When we were researching you, we found a lot of information about a tennis player named Alexis Gautier…
I can imagine! A while ago a friend of mine sent me a screenshot of my face on a professional tennis website. It has a record of match points and statistics. The staff of the website had mistaken me for the other Alexis, the real tennis player, which I find an interesting starting point for something else.
To begin with, I invited him to have a match with me in the space of the museum. It will happen on the last day of the exhibition, l’Heure de la Soupe, at M Leuven. We’ll move away some of the works and pull a net through the exhibition space… I still have six months to learn how to play [Laughs].
This sounds like a big event! Can you tell us something about the exhibition?
The exhibition is conceived as fiction written collectively, with a diverse group of co-authors who are simultaneously protagonists of the show. I collaborated with each of them in various ways: a group of embroiderers provided me with a storyboard; artist Richard Tuttle contributed with floor work; a group of craftsmen made ceramic doors.
The museum attendants are also involved… I was intrigued by their ability to navigate between the visible and the invisible, and the ways in which they absorb the visual regime of a museum. They are an important part of the context, so working with them is a way of thinking about the institution as a material.
Now that we’ve established that you’re not a professional tennis player, can you introduce yourself?
I’m Alexis. I live in Brussels and in Brittany, where I grew up. I graduated from the Städelschule in Frankfurt and I miss the sea.
Why did you choose Brussels? How is it a match with you and your work?
Choas. In the idea of chaos everything touches everything, as my friend Nico Dockx would say. I find Brussels very chaotic and I think that’s inspiring.

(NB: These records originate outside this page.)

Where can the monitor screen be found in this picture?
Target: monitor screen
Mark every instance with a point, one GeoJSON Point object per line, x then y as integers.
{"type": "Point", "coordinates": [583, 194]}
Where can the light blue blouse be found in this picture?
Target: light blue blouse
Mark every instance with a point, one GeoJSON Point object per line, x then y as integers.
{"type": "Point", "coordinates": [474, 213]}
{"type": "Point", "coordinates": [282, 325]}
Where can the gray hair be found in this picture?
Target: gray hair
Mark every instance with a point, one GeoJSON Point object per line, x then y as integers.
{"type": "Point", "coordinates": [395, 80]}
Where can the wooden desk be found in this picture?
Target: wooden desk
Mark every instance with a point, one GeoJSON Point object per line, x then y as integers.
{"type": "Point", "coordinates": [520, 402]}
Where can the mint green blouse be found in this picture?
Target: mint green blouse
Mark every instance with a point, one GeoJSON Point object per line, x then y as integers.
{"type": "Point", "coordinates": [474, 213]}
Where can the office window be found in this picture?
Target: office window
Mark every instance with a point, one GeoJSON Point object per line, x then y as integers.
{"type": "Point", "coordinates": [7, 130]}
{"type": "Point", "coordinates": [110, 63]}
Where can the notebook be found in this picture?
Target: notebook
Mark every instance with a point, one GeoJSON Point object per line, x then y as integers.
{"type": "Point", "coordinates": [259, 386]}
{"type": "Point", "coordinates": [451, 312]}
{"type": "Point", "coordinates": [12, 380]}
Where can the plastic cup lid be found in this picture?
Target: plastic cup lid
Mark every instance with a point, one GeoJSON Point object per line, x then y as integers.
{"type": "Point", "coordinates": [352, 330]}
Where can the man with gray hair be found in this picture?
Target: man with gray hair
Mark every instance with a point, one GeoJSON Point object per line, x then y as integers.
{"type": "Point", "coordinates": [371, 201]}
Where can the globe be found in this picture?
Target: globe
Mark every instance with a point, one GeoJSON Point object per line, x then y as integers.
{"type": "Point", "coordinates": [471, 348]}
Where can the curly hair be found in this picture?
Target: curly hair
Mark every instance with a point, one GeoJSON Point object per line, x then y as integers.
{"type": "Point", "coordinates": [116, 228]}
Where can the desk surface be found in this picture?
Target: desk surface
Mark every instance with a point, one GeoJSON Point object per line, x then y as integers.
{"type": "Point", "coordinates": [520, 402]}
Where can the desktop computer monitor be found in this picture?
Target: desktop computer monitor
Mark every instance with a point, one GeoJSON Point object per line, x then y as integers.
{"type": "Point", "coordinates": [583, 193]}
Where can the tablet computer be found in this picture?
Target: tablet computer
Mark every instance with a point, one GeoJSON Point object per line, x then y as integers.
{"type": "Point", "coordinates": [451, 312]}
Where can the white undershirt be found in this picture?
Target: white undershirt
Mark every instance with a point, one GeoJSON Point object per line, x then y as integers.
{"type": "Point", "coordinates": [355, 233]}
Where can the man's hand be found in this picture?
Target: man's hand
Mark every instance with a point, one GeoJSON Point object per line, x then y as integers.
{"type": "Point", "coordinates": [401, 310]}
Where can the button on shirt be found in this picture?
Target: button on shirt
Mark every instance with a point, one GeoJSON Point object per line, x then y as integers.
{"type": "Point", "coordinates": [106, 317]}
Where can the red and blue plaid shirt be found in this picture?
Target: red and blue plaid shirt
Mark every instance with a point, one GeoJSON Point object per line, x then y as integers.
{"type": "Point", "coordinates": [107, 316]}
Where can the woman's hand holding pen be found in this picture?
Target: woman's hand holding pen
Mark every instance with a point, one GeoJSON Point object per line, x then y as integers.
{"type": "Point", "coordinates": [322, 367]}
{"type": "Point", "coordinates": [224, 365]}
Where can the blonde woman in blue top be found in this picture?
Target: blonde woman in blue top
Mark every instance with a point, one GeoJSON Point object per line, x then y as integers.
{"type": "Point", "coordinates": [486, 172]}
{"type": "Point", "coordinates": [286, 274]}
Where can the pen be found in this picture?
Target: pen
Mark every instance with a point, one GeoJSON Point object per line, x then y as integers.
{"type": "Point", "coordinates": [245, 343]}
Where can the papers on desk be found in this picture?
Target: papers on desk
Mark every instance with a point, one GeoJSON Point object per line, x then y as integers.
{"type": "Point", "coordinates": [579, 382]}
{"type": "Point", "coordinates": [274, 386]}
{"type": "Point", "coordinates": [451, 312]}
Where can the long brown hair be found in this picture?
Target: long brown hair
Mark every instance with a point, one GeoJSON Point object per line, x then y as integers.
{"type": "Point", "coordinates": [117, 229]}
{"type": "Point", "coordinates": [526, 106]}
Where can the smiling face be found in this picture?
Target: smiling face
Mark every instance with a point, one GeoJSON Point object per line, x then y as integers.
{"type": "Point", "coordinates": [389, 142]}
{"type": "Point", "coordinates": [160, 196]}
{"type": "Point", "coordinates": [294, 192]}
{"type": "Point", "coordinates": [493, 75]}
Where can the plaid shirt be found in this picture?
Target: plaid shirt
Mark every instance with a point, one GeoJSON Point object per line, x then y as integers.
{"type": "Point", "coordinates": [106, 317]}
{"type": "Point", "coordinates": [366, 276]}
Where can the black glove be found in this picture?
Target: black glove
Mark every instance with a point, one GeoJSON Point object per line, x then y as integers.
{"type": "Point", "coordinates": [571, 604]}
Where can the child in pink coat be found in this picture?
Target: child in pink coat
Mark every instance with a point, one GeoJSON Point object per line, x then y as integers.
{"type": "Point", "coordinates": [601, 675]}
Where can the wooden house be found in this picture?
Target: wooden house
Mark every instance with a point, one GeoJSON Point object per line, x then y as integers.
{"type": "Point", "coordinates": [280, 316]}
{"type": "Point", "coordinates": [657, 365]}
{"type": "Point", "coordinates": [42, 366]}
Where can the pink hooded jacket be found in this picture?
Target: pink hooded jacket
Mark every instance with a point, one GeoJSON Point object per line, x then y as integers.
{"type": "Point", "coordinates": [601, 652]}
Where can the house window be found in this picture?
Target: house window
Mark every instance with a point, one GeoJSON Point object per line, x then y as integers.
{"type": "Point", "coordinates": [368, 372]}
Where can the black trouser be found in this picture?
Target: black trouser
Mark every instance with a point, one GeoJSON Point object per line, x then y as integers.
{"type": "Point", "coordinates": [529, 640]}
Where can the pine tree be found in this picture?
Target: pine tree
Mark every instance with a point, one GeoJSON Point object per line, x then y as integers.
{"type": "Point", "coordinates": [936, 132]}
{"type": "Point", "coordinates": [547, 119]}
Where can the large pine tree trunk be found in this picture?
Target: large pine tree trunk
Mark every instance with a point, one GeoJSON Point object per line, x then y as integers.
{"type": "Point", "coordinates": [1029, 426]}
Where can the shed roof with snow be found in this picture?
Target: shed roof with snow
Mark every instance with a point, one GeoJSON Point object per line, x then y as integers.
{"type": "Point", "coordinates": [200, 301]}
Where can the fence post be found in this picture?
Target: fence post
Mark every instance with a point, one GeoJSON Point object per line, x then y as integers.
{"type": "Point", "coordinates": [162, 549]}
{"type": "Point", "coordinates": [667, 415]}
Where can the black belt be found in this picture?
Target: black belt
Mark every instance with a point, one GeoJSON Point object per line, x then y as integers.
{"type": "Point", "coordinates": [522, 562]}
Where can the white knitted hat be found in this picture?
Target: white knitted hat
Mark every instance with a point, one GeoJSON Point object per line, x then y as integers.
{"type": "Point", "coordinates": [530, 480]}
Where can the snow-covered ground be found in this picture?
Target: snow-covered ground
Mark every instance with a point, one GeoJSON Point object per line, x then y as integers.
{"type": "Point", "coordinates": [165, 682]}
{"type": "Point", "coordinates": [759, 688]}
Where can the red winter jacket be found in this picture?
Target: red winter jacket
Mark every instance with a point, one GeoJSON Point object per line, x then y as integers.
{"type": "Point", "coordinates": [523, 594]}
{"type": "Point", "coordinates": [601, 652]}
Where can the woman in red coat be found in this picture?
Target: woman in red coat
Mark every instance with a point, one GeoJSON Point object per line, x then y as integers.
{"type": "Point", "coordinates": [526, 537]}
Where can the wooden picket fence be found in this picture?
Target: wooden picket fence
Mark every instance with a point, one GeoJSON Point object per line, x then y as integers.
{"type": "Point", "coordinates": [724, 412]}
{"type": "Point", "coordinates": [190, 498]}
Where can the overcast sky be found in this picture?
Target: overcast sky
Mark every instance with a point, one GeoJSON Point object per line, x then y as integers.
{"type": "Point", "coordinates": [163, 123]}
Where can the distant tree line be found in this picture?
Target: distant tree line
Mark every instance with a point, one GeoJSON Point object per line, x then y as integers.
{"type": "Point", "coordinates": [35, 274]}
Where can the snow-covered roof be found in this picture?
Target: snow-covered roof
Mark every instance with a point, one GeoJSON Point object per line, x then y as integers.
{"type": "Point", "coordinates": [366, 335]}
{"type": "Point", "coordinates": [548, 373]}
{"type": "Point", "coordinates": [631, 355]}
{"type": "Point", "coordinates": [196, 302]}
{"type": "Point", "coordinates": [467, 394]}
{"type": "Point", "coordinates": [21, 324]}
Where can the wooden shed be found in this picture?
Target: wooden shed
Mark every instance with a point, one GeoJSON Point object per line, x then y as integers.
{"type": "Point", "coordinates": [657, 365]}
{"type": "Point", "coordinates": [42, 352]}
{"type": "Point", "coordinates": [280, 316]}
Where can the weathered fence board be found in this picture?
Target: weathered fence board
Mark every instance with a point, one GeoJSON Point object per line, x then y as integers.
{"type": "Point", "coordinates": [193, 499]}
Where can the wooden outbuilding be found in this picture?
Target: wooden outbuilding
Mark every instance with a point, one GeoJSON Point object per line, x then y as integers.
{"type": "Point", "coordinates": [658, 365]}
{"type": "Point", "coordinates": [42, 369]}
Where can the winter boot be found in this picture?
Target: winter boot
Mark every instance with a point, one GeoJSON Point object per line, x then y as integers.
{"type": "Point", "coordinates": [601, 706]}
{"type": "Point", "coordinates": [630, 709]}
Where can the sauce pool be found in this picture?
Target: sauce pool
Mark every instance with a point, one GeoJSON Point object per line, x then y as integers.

I also feel very comfortable with people from Belgium, they surprisingly have a similar character to people from Brittany. There’s somehow a friendly unpretentiousness and it’s inviting, it feels like an open field full of possibilities.
You work in various different mediums. Is there a specific reason for that?
The medium that I use always depends on the context or the person that I’m working with. I try to keep it flexible and vulnerable. They can be textile makers, artists or neighbours…
Would you say that it sets fewer limits?
Sure, it’s infinite. It’s defined by encounters. I’m fascinated by sculpture, image-making, and textiles, but I don't limit myself to them. When I decided to work with art it might have been a way of keeping doors open.